I left the latest script in /etc/profile.d, AND reverted back to the edited cpbackup script. When I try to manually run it, it errors out because now it's trying to use gzip with a switch of --rsyncable--rsyncable

This tells me that both scripts are adding the requisite switch... so why didn't it work? Maybe a fluke, so I've gone back to the original, unedited version of cpbackup and the /etc/profile.d script and we'll see what happens tonight.
 

alwaysweb

Well-Known Member
Mar 8, 2002
97
0
306
Dallas, TX
cPanel Access Level
Root Administrator
Lyttek said:
Well...

The script ran, and the following shows up when I use the 'env' command:

GZIP=--rsyncable

However, the sync took 1.2 gigs, so something didn't work correctly. Not sure why.

Here's something I don't understand yet, and it may have bearing:

In the HOW TO section, the actual command to set the GZIP variable is


How does this differ in results from


In particular, does the . before the = in the former statement mean anything?
I think you're right, the env only doesn't seem to be cutting it --
From a programming background, The ".=" versus "=" means append to... the previous settings of the variable. So if test = "abcd" and then you did test .= "efgh" then test would be "abcdefgh".

The second one is obvious, a normal equal sign.

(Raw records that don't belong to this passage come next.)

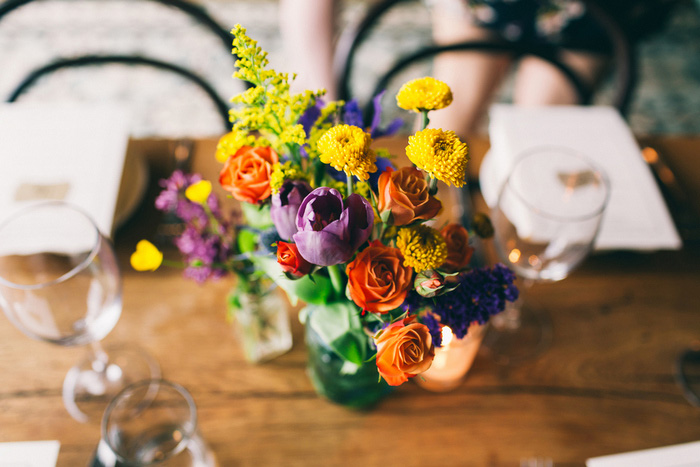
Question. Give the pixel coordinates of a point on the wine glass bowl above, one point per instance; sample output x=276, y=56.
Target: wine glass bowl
x=546, y=220
x=60, y=283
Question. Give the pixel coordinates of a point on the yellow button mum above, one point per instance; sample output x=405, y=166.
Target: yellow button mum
x=440, y=153
x=146, y=257
x=346, y=148
x=198, y=192
x=423, y=248
x=424, y=94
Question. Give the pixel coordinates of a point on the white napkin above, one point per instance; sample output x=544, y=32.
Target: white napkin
x=29, y=454
x=636, y=217
x=73, y=152
x=681, y=455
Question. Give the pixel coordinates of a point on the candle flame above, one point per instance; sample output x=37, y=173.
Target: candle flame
x=446, y=336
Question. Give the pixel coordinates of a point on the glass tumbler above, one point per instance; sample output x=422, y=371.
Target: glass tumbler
x=152, y=422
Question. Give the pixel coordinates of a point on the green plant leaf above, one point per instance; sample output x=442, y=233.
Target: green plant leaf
x=340, y=326
x=316, y=291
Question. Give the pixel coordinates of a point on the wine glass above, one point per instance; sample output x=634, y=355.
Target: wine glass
x=60, y=283
x=152, y=423
x=546, y=220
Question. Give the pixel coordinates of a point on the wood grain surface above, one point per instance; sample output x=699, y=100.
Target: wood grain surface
x=605, y=385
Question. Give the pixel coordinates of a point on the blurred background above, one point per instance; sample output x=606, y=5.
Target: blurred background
x=665, y=101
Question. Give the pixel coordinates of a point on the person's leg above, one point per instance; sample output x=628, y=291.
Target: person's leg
x=539, y=83
x=473, y=76
x=307, y=28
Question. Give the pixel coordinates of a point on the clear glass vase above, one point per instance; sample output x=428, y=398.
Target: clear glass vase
x=339, y=380
x=261, y=323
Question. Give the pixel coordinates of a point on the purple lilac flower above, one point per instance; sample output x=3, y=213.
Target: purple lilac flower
x=204, y=254
x=481, y=293
x=330, y=231
x=285, y=205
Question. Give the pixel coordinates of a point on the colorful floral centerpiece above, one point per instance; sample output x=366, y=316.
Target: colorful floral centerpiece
x=331, y=221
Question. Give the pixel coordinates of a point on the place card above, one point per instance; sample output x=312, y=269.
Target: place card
x=636, y=217
x=29, y=454
x=63, y=151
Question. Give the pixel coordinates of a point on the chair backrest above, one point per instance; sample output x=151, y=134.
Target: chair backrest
x=195, y=12
x=624, y=58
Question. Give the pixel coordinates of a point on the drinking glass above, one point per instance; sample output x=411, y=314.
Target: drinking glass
x=60, y=283
x=546, y=220
x=152, y=422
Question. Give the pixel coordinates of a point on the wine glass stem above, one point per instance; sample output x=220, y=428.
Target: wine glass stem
x=510, y=318
x=98, y=357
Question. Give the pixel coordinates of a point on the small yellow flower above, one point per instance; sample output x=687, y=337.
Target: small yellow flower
x=424, y=94
x=146, y=257
x=440, y=153
x=346, y=148
x=423, y=248
x=199, y=192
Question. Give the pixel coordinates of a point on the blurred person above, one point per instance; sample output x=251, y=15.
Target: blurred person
x=475, y=77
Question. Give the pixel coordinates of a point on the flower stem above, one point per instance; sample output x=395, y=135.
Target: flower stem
x=337, y=280
x=424, y=120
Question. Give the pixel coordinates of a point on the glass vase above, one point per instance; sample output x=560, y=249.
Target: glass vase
x=261, y=323
x=453, y=360
x=336, y=378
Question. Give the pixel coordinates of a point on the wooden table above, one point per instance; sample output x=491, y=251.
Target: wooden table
x=604, y=386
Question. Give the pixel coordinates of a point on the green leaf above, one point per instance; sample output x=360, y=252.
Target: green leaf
x=247, y=240
x=257, y=216
x=340, y=326
x=316, y=291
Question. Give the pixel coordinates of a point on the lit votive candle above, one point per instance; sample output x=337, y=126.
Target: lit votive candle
x=452, y=360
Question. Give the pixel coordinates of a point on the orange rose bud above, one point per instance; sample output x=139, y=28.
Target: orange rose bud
x=404, y=349
x=291, y=261
x=377, y=279
x=246, y=174
x=459, y=253
x=404, y=192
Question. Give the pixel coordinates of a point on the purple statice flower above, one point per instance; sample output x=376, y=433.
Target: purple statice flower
x=204, y=254
x=481, y=293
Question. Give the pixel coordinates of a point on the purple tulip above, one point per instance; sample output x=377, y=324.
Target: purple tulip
x=329, y=231
x=285, y=205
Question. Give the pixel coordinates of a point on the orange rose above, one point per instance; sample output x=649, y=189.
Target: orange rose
x=404, y=349
x=291, y=261
x=404, y=192
x=459, y=253
x=377, y=279
x=246, y=174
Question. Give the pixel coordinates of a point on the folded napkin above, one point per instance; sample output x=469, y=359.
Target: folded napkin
x=72, y=152
x=636, y=217
x=29, y=454
x=681, y=455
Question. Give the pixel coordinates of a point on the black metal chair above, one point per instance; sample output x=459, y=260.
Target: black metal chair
x=623, y=55
x=196, y=12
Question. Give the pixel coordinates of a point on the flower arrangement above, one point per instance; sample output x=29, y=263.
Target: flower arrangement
x=330, y=220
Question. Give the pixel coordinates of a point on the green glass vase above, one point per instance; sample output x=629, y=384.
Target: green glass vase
x=339, y=363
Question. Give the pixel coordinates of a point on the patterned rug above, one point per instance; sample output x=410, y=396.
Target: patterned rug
x=666, y=100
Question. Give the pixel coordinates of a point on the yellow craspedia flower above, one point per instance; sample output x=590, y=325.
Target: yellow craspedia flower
x=346, y=148
x=146, y=257
x=199, y=192
x=424, y=94
x=423, y=248
x=440, y=153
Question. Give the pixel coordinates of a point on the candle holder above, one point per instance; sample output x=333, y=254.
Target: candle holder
x=452, y=360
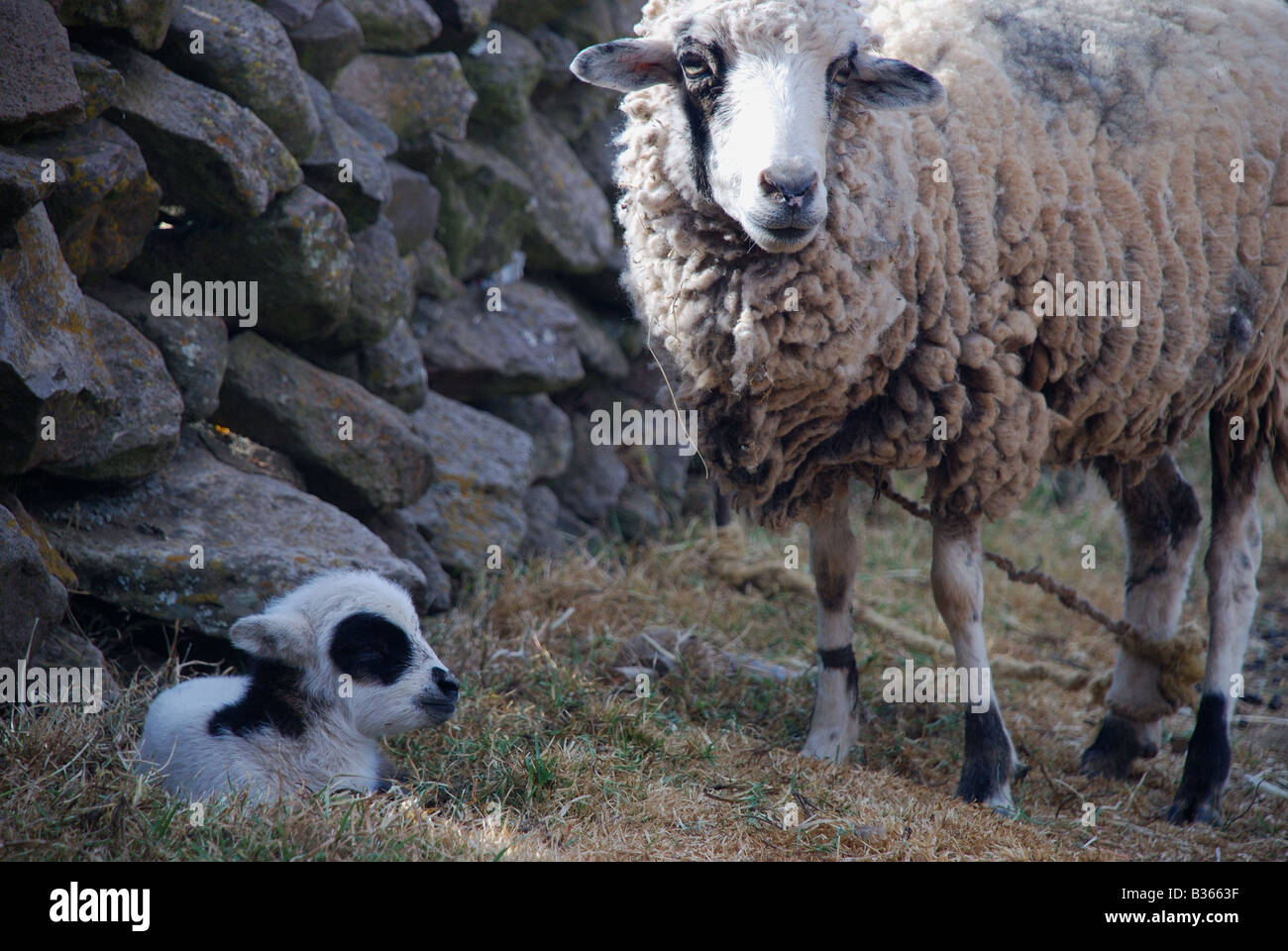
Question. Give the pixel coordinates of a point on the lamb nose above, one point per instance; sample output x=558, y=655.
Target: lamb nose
x=790, y=187
x=446, y=684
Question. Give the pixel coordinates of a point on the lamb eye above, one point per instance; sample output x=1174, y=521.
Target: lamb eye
x=695, y=65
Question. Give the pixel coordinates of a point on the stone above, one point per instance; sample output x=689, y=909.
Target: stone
x=297, y=256
x=464, y=18
x=368, y=127
x=248, y=55
x=133, y=545
x=485, y=208
x=571, y=223
x=291, y=13
x=391, y=369
x=21, y=187
x=38, y=82
x=381, y=289
x=531, y=16
x=353, y=449
x=98, y=81
x=395, y=26
x=51, y=371
x=143, y=432
x=595, y=476
x=194, y=347
x=403, y=539
x=245, y=454
x=412, y=208
x=548, y=425
x=361, y=187
x=34, y=599
x=146, y=21
x=417, y=97
x=432, y=273
x=472, y=351
x=104, y=202
x=502, y=71
x=595, y=150
x=483, y=468
x=326, y=43
x=207, y=153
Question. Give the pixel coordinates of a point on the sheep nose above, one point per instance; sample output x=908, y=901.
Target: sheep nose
x=446, y=684
x=789, y=184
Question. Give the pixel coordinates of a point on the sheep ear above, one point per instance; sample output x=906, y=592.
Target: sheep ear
x=626, y=64
x=277, y=635
x=893, y=84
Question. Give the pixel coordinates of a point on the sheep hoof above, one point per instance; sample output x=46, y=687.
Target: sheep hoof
x=832, y=745
x=1185, y=810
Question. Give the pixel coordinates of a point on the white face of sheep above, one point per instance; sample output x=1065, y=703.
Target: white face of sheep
x=356, y=641
x=759, y=119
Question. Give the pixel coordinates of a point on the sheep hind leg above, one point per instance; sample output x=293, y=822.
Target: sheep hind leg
x=833, y=558
x=1160, y=519
x=957, y=581
x=1232, y=562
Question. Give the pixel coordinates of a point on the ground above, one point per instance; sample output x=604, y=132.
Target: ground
x=553, y=755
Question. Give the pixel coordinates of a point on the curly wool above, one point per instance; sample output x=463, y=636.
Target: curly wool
x=917, y=299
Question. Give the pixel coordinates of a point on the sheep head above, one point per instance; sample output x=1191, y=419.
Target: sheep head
x=760, y=86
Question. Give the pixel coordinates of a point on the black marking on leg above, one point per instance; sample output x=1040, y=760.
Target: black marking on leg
x=273, y=699
x=1207, y=765
x=842, y=659
x=1115, y=749
x=988, y=757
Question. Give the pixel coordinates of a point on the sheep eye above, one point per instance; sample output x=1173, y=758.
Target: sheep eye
x=695, y=65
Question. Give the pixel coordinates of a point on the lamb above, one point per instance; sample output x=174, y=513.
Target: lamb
x=339, y=663
x=859, y=266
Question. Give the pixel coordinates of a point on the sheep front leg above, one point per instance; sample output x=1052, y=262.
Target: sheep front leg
x=1233, y=558
x=833, y=558
x=957, y=581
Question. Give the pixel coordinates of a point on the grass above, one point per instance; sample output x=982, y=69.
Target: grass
x=553, y=755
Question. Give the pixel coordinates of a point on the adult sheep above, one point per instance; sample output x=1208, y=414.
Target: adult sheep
x=853, y=265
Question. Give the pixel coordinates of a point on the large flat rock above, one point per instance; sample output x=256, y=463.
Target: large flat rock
x=259, y=538
x=38, y=82
x=51, y=371
x=483, y=467
x=471, y=351
x=142, y=433
x=246, y=54
x=104, y=202
x=207, y=153
x=375, y=462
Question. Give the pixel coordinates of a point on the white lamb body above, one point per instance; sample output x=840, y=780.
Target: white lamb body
x=339, y=663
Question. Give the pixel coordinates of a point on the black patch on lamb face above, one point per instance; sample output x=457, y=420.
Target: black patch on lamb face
x=273, y=701
x=372, y=648
x=700, y=103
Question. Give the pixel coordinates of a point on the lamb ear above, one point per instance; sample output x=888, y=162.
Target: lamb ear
x=626, y=64
x=893, y=84
x=284, y=637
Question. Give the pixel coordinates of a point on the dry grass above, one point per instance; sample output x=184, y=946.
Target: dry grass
x=553, y=757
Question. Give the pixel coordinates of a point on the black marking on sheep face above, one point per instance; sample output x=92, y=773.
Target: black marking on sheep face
x=987, y=767
x=370, y=648
x=700, y=73
x=273, y=701
x=1207, y=765
x=1115, y=749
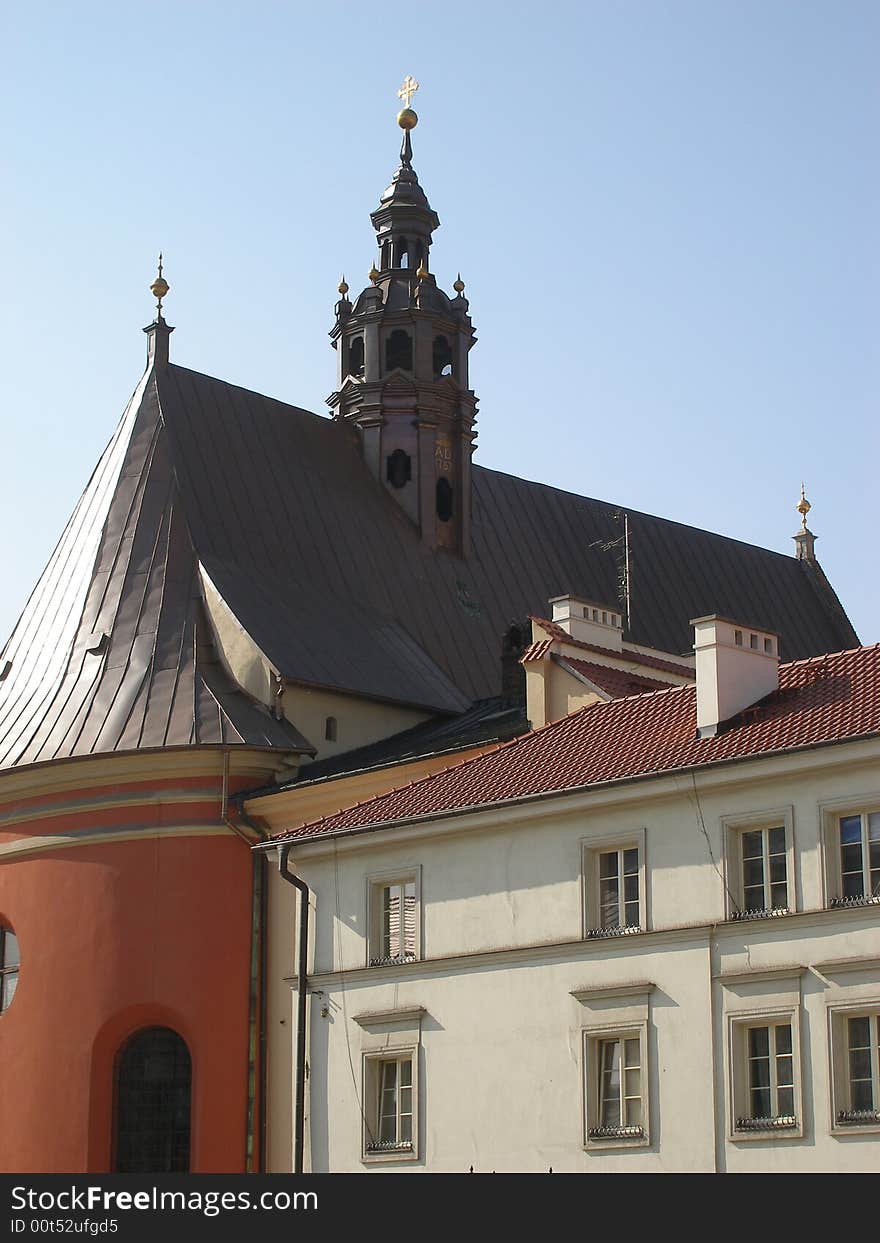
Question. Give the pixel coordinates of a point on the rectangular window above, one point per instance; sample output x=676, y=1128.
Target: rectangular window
x=771, y=1079
x=615, y=1082
x=393, y=920
x=760, y=864
x=619, y=1085
x=765, y=871
x=389, y=1114
x=861, y=1075
x=614, y=886
x=765, y=1065
x=859, y=843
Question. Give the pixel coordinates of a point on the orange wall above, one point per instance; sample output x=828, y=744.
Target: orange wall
x=117, y=936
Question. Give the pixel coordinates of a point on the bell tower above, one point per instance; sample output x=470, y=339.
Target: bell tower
x=402, y=363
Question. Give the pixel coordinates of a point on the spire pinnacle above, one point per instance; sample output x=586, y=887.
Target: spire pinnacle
x=159, y=288
x=803, y=507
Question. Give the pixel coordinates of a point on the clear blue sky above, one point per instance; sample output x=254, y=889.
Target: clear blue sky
x=665, y=213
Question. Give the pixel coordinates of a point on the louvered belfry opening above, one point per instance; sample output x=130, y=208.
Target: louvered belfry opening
x=153, y=1104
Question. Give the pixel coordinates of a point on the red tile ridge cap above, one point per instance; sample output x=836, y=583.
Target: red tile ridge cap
x=635, y=658
x=472, y=760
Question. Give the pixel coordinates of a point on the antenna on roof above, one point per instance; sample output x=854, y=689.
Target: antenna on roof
x=620, y=546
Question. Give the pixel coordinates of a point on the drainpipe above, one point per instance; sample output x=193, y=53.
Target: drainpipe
x=302, y=996
x=256, y=1024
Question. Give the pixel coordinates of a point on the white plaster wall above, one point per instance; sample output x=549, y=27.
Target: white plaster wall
x=502, y=950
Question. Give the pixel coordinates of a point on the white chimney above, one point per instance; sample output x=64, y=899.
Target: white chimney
x=736, y=665
x=589, y=622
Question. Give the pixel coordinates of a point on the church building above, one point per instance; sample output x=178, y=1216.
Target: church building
x=256, y=615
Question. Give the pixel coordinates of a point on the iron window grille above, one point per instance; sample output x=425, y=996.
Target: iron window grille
x=10, y=961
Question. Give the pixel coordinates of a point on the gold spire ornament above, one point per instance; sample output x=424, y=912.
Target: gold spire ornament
x=407, y=118
x=803, y=507
x=159, y=288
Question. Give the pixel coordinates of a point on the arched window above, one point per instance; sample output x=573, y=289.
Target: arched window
x=356, y=357
x=399, y=351
x=153, y=1080
x=443, y=357
x=9, y=966
x=444, y=494
x=398, y=469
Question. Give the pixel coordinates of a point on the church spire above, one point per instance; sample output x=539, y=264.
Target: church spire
x=158, y=333
x=402, y=373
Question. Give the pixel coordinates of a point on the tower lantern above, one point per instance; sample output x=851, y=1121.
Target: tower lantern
x=402, y=363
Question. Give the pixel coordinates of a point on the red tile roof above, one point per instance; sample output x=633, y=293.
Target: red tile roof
x=617, y=683
x=823, y=700
x=637, y=658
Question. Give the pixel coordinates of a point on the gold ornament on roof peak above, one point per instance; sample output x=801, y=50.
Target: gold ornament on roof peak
x=407, y=117
x=159, y=288
x=803, y=507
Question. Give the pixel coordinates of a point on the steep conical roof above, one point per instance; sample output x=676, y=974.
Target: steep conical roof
x=113, y=650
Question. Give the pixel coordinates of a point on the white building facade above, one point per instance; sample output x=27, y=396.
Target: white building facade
x=671, y=972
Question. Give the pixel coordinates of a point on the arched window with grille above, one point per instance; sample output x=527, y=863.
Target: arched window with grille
x=399, y=351
x=444, y=499
x=153, y=1103
x=443, y=357
x=356, y=357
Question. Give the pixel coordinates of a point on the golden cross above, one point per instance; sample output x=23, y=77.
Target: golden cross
x=408, y=90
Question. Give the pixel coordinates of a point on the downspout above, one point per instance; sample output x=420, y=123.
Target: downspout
x=302, y=997
x=256, y=985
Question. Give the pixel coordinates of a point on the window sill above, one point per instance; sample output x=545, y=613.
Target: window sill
x=602, y=1139
x=857, y=1121
x=767, y=1125
x=773, y=912
x=392, y=1152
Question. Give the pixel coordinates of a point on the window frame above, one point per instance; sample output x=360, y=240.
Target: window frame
x=591, y=891
x=740, y=1022
x=735, y=828
x=830, y=814
x=9, y=972
x=375, y=883
x=373, y=1062
x=594, y=1038
x=839, y=1079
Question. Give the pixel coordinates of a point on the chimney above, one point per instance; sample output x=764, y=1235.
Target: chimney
x=512, y=674
x=736, y=665
x=589, y=622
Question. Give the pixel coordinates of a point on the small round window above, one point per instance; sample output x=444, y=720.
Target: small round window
x=9, y=966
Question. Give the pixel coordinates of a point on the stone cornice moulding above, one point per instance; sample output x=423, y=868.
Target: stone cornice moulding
x=610, y=992
x=379, y=1018
x=556, y=804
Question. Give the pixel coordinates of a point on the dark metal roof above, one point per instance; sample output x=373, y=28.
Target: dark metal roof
x=113, y=650
x=330, y=578
x=492, y=720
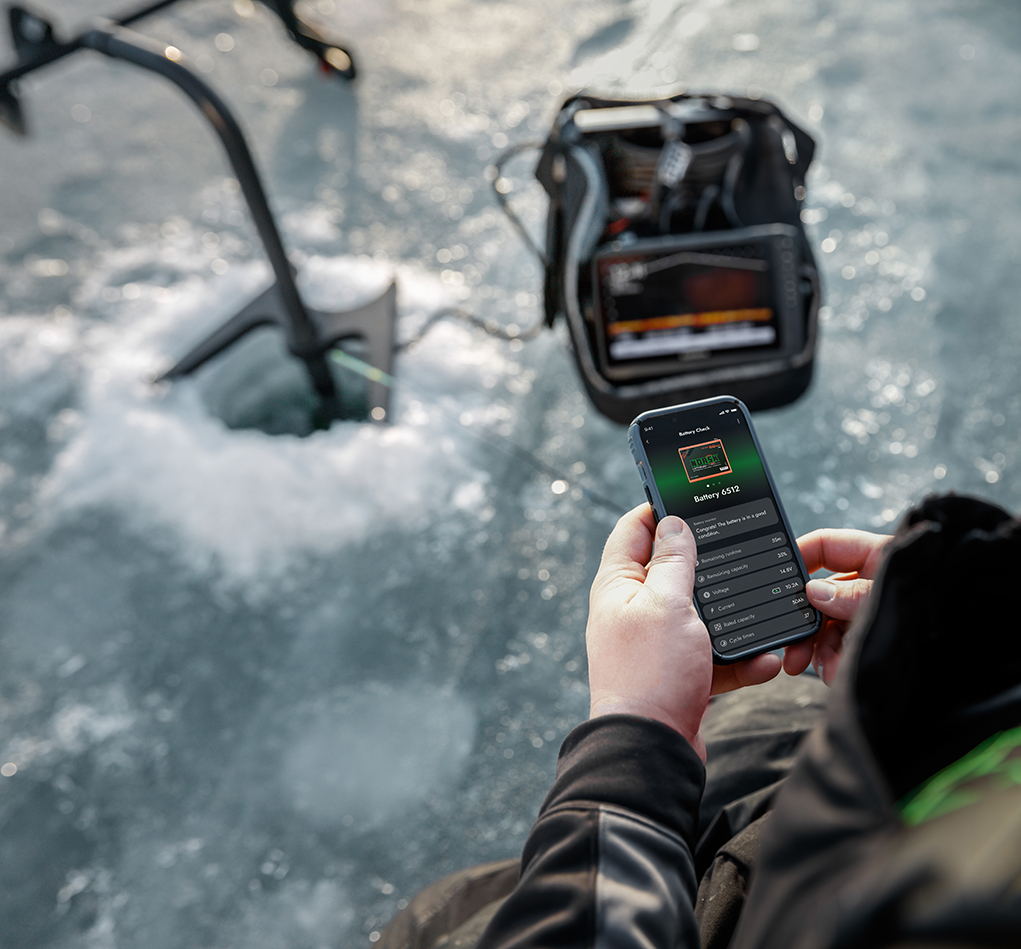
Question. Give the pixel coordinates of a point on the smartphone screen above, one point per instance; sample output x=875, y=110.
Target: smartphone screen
x=701, y=462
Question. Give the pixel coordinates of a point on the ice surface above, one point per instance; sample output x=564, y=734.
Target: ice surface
x=260, y=689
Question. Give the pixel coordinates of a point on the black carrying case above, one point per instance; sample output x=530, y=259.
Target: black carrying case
x=577, y=171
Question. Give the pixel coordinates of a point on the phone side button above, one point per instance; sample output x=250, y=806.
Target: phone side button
x=648, y=494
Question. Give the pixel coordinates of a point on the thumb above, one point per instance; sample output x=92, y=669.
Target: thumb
x=671, y=571
x=838, y=599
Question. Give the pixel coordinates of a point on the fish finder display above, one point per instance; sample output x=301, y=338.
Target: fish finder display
x=684, y=302
x=748, y=581
x=694, y=300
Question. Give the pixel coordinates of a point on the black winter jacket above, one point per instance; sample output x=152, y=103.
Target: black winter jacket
x=931, y=671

It just overwrites the variable with the value.... Hope this helps!

Perhaps its worth testing with a ".=" vs. "=" and see which behaves :)
 

alwaysweb

Well-Known Member
Mar 8, 2002
97
0
306
Dallas, TX
cPanel Access Level
Root Administrator
Lyttek said:
Ok, did some more testing thusly:

I left the latest script in /etc/profile.d, AND reverted back to the edited cpbackup script. When I try to manually run it, it errors out because now it's trying to use gzip with a switch of --rsyncable--rsyncable

This tells me that both scripts are adding the requisite switch... so why didn't it work? Maybe a fluke, so I've gone back to the original, unedited version of cpbackup and the /etc/profile.d script and we'll see what happens tonight.
I tried this myself as well and got the --rsyncable--rsyncable messages on the command line...

Try this: If you change the quoted "--rsyncable" to " --rsyncable" with a space before the double dash (in both locations)... and if they BOTH apply... and its:

" --rsyncable --rsyncable"

that still is a valid argument to gzip. :)
 

Lyttek

Well-Known Member
Jan 2, 2004
775
5
168
alwaysweb said:
From a programming background, The ".=" versus "=" means append to... the previous settings of the variable. So if test = "abcd" and then you did test .= "efgh" then test would be "abcdefgh".
Ok, I see what caused the problem with the double switch, which makes sense. Thanks for that important bit of info! Still not sure why the env. variable didn't seem to work. Still waiting for test to finish.
 

Lyttek

Well-Known Member
Jan 2, 2004
775
5
168
Sucess!!

It must have been some type of fluke. Just finished the second round of tests, and it updated 1.8 gigs with only 39 megs of transfer!

Guess I'll update the original post with the new instructions.